I have a large nested data structure and would like to pluck out a few parts to pass around for processing. Ultimately I want to send sections to multiple threads to update but I'd like to get my feet wet understanding the simple example I illustrate below. In C I would just assemble an array of the relevant pointers. It seems doable in Rust as the interior vectors will never need multiple mutable references. Here's the sample code.
fn main() {
let mut data = Data::new(vec![2, 3, 4]);
// this works
let slice = data.get_mut_slice(1);
slice[2] = 5.0;
println!("{:?}", data);
// what I would like to do
// let slices = data.get_mut_slices(vec![0, 1]);
// slices[0][0] = 2.0;
// slices[1][0] = 3.0;
// println!("{:?}", data);
}
#[derive(Debug)]
struct Data {
data: Vec<Vec<f64>>,
}
impl Data {
fn new(lengths: Vec<usize>) -> Data {
Data {
data: lengths.iter().map(|n| vec![0_f64; *n]).collect(),
}
}
fn get_mut_slice(&mut self, index: usize) -> &mut [f64] {
&mut self.data[index][..]
}
// doesnt work
// fn get_mut_slices(&mut self, indexes: Vec<usize>) -> Vec<&mut [f64]> {
// indexes.iter().map(|i| self.get_mut_slice(*i)).collect()
// }
}
This is possible using safe Rust as long as you're very careful. The trick is to leverage the unsafe Rust code in the standard library behind the safe .iter_mut()
and .nth()
methods on Vec
. Here's a working example with comments explaining the code in context:
fn main() {
let mut data = Data::new(vec![2, 3, 4]);
// this works
let slice = data.get_mut_slice(1);
slice[2] = 5.0;
println!("{:?}", data);
// and now this works too!
let mut slices = data.get_mut_slices(vec![0, 1]);
slices[0][0] = 2.0;
slices[1][0] = 3.0;
println!("{:?}", data);
}
#[derive(Debug)]
struct Data {
data: Vec<Vec<f64>>,
}
impl Data {
fn new(lengths: Vec<usize>) -> Data {
Data {
data: lengths.iter().map(|n| vec![0_f64; *n]).collect(),
}
}
fn get_mut_slice(&mut self, index: usize) -> &mut [f64] {
&mut self.data[index][..]
}
// now works!
fn get_mut_slices(&mut self, mut indexes: Vec<usize>) -> Vec<&mut [f64]> {
// sort indexes for easier processing
indexes.sort();
let index_len = indexes.len();
// early return for edge case
if index_len == 0 {
return Vec::new();
}
// check that the largest index is in bounds
let max_index = indexes[index_len - 1];
if max_index > self.data.len() {
panic!("{} index is out of bounds of data", max_index);
}
// check that we have no overlapping indexes
indexes.dedup();
let uniq_index_len = indexes.len();
if index_len != uniq_index_len {
panic!("cannot return aliased mut refs to overlapping indexes");
}
// leverage the unsafe code that's written in the standard library
// to safely get multiple unique disjoint mutable references
// out of the Vec
let mut mut_slices_iter = self.data.iter_mut();
let mut mut_slices = Vec::with_capacity(index_len);
let mut last_index = 0;
for curr_index in indexes {
mut_slices.push(
mut_slices_iter
.nth(curr_index - last_index)
.unwrap()
.as_mut_slice(),
);
last_index = curr_index;
}
// return results
mut_slices
}
}
What I believe I learned is that the Rust compiler demands an iterator in this situation because that is the only way it can know that each mut slice comes from a different vector.

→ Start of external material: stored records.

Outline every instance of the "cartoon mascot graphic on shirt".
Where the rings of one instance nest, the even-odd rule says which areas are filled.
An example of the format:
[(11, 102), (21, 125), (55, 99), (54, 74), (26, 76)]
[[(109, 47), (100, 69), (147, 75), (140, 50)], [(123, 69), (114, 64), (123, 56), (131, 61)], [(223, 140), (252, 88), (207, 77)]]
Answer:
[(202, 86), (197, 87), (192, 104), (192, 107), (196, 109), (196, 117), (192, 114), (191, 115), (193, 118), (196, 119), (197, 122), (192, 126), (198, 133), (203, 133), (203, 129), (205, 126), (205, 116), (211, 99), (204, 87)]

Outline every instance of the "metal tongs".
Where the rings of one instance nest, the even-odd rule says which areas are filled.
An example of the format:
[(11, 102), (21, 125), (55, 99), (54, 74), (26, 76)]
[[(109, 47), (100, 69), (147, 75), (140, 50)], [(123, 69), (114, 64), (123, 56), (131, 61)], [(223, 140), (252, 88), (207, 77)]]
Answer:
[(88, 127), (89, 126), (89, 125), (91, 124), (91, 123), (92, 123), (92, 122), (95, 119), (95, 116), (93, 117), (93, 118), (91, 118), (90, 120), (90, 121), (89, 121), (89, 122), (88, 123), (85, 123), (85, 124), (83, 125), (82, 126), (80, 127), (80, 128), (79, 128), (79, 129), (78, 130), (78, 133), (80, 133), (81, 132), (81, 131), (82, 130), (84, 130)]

The compiler doesn't know that actually. All it knows is that the iterator returns mut references. The underlying implementation uses unsafe Rust but the method iter_mut()
itself is safe because the implementation guarantees to only emit each mut ref once and that all of the mut refs are unique.

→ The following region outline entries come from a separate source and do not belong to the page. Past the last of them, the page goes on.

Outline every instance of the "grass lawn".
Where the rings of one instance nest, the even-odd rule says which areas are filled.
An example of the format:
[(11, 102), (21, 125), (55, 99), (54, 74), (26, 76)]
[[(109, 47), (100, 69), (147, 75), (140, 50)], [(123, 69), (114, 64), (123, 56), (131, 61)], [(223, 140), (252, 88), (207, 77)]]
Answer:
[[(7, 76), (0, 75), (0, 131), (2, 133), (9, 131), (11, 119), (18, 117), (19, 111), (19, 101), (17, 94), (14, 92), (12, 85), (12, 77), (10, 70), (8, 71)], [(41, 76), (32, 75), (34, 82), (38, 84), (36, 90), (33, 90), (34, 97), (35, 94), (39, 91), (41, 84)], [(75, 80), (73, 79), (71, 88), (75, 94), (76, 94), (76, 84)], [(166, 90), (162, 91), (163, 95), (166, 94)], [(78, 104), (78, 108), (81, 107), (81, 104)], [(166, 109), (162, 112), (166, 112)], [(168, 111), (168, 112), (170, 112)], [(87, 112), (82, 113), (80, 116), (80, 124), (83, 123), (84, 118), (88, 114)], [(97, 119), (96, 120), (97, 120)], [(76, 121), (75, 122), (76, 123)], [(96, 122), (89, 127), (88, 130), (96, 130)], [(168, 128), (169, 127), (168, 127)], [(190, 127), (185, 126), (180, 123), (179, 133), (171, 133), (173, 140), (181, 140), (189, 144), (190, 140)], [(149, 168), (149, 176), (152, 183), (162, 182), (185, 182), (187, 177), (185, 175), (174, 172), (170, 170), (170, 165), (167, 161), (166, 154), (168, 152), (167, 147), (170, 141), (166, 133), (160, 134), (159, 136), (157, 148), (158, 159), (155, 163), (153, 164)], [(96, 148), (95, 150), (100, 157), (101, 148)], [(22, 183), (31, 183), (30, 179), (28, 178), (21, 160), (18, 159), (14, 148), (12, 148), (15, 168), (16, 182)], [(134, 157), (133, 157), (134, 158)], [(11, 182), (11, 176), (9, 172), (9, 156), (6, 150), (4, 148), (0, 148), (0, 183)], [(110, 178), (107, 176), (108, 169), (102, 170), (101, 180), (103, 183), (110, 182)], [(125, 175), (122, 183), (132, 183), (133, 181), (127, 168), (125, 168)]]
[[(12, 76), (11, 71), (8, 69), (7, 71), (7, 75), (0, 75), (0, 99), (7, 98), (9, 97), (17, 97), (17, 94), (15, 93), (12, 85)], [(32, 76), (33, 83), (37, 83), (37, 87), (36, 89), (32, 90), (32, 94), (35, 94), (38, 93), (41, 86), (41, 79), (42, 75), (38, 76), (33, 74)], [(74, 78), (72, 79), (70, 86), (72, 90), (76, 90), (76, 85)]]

Would the compiler complain if another
mut_slices_iter
was created in the for loop (which could grab the same data twice)?
Yes. Calling iter_mut()
on Vec
mutably borrows it and overlapping mutable borrows of the same data are against Rust's ownership rules, so you can't call iter_mut()
twice in the same scope (unless the iterator returned by the first call is dropped before the second call).
Also am I right that the
.nth
method will callnext()
n times so it is ultimately theta(n) on the first axis?
Not quite. That's the default implementation for nth
BUT the iterator returned by calling iter_mut()
on Vec
uses its own custom implementation and it seems to skip past items in the iterator without calling next()
so it should be as fast as if you were just regularly indexing into the Vec
, i.e. getting 3 randomly indexed items using .nth()
would be as fast on an iterator of 10000 items as it would be on an iterator of 10 items, although this is only specifically true for iterators created from collections which support fast random access like Vec
s.